Pour nous, l’Église catholique doit former aujourd’hui des témoins. Le témoin est une personne qui non seulement se solidarise avec ceux qui sont privés de pain, de justice et de liberté mais est prête à subir la prison, la persécution ou la mort à cause de cette solidarité. Certes, aucun évêque n’était présent à la dernière investiture de Ouattara, boycott que je salue évidemment, mais nous devons aussi reconnaître que notre Église a produit, ces dix dernières années, plus de “maîtres” poltrons et corrompus que de témoins passionnés de la justice et de la liberté, ce qui l’a considérablement décrédibilisée. Rares sont les clercs et laïcs qui se sont dressés à temps contre l’oppression, l’injustice et le mensonge, qui ont pris fait et cause pour le peuple terrorisé et dépouillé, qui ont défendu les intérêts de la mère patrie, qui ont refusé de s’acoquiner avec le Prince. Ce type de témoins, c’est dans les séminaires et écoles catholiques qu’il faut les former en leur apprenant à dire “non” à l’inacceptable, à dire ce qu’ils pensent comme ce Nathanaël dont Jésus fit l’éloge après qu’il eut demandé si quelque chose de bon pouvait venir de Nazareth (Jean 1, 46), à chérir et à défendre la liberté et la justice, à résister aux puissants qui abusent de leur pouvoir comme Jésus qui traita le roi Hérode Antipas de renard (Luc 13, 32). On ne peut prétendre suivre ce Jésus-là et se taire quand des dictateurs font souffrir les populations ou quand des pays étrangers pillent nos richesses, installent des bases militaires dans nos pays et s’immiscent dans nos affaires. Nous ne demandons pas ici au clergé d’embrasser la lutte armée comme le prêtre colombien Camilo Torrès.

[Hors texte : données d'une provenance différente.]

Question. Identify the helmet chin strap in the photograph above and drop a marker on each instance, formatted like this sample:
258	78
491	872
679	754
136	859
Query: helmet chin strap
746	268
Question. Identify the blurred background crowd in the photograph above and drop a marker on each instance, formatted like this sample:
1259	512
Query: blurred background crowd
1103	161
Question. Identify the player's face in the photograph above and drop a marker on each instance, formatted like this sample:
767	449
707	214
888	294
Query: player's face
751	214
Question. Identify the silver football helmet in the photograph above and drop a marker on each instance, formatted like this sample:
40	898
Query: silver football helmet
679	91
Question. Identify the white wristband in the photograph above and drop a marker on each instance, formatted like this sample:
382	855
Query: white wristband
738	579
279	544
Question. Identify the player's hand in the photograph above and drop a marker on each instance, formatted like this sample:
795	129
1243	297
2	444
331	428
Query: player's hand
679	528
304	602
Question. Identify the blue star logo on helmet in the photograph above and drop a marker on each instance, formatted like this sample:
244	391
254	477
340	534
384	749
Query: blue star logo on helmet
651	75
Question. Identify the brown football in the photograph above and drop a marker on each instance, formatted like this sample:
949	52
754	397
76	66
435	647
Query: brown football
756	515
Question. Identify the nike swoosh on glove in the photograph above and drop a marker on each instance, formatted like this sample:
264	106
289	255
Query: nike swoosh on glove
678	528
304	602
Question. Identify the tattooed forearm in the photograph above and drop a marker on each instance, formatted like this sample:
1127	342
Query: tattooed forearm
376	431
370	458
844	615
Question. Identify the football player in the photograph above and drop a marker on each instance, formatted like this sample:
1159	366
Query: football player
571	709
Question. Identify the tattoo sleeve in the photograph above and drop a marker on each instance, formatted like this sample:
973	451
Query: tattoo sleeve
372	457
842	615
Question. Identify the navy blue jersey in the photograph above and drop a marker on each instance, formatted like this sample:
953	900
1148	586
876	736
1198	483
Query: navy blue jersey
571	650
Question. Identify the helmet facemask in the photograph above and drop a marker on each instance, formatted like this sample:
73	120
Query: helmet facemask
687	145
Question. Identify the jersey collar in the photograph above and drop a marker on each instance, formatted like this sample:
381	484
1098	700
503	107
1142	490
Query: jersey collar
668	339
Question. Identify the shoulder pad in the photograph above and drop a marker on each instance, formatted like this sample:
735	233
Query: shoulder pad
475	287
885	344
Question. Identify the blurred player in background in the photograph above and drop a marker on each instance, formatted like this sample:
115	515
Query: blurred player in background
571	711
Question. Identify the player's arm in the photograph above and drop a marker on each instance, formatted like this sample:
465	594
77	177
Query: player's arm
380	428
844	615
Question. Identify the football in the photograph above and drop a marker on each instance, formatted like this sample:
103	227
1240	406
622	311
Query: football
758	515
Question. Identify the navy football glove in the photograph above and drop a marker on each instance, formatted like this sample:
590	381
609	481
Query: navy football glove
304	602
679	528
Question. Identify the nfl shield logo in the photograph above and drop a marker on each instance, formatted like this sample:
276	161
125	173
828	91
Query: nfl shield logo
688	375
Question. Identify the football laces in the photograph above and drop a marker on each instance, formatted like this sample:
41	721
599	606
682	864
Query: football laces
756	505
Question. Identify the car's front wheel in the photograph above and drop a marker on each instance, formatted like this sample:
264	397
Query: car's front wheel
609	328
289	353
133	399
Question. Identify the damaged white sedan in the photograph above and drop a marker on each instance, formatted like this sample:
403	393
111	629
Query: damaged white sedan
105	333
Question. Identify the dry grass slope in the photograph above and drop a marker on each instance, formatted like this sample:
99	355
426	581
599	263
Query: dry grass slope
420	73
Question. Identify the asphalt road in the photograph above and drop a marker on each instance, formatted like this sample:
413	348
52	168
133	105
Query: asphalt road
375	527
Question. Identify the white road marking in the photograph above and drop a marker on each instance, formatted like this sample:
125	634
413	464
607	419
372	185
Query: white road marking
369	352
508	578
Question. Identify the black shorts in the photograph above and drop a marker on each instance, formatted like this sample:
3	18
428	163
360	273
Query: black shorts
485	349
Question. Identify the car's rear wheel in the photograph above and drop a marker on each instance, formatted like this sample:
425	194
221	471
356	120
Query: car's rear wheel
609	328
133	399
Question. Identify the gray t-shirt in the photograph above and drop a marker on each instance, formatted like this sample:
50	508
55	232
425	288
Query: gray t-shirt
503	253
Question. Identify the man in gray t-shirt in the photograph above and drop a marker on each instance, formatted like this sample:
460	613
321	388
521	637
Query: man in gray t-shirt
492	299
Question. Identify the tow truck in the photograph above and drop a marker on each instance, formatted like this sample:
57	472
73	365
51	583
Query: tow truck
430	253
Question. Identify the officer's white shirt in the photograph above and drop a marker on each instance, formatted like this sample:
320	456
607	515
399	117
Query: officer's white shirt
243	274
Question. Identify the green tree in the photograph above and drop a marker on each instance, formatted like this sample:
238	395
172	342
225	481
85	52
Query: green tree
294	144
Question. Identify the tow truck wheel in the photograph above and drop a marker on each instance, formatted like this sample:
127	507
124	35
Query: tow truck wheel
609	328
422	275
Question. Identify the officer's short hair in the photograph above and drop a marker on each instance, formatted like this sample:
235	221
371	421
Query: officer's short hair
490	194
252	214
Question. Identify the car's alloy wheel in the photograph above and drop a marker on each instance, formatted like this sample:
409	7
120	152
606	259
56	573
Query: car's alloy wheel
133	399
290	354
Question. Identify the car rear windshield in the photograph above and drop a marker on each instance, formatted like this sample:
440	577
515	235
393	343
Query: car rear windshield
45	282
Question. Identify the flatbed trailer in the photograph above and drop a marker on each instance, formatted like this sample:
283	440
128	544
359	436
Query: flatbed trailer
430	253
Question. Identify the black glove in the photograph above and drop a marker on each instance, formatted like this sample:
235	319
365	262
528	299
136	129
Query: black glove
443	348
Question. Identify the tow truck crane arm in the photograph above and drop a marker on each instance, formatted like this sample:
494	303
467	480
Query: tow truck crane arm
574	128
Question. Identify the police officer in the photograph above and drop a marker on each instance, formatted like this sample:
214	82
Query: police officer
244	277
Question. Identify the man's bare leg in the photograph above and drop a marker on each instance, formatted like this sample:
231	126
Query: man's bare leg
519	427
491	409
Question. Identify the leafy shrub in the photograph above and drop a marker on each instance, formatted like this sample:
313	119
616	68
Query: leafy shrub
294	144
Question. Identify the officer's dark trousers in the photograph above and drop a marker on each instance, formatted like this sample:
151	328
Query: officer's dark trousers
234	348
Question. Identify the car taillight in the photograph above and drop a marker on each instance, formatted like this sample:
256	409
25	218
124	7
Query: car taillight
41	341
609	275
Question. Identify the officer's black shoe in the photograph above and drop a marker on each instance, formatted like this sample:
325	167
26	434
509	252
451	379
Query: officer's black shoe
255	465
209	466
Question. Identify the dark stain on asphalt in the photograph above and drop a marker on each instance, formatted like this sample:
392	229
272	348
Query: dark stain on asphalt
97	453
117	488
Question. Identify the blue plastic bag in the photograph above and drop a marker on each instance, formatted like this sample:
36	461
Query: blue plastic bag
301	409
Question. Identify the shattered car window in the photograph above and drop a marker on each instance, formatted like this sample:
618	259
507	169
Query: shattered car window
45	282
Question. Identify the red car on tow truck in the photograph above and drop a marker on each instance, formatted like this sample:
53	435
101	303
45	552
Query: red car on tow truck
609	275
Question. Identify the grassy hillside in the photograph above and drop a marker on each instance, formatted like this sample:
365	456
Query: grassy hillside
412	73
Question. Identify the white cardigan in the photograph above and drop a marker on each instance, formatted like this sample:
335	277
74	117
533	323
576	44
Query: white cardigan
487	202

Nous voulons tout simplement lui rappeler que “l’Église ne doit pas hésiter à mettre la pagaille, refusant d’être un élément décoratif dans la société” et que “l’Église de la Pentecôte est une Église qui ne se résigne pas à être inoffensive, [qui]n’hésite pas à sortir pour annoncer un message qui lui a été confié, même si ce message perturbe et inquiète, même s’il apporte souvent des problèmes, voire le martyre, pour ceux qui l’annoncent” (Pape François, le 8 juin 2014, à l’occasion de la Pentecôte).

Jean-Paul II, évêque de Rome, ne craignait pas de mettre la pagaille pour faire bouger les choses dans l’Église et la société. Ainsi, il invita toute l’Église à demander pardon pour ses fautes (Lettre apostolique ‘Tertio millennio adveniente’, 10 novembre 1994, Nos 35-36), plaida devant Fidel Castro en 1998 pour les droits inaliénables de la personne humaine tout en s’opposant à l’embargo imposé depuis 35 ans par les États-Unis, combattit les régimes bafouant la liberté de penser et de croire, tança ouvertement Jean-Claude Duvalier (Haïti) et Ferdinand Marcos (Philippines).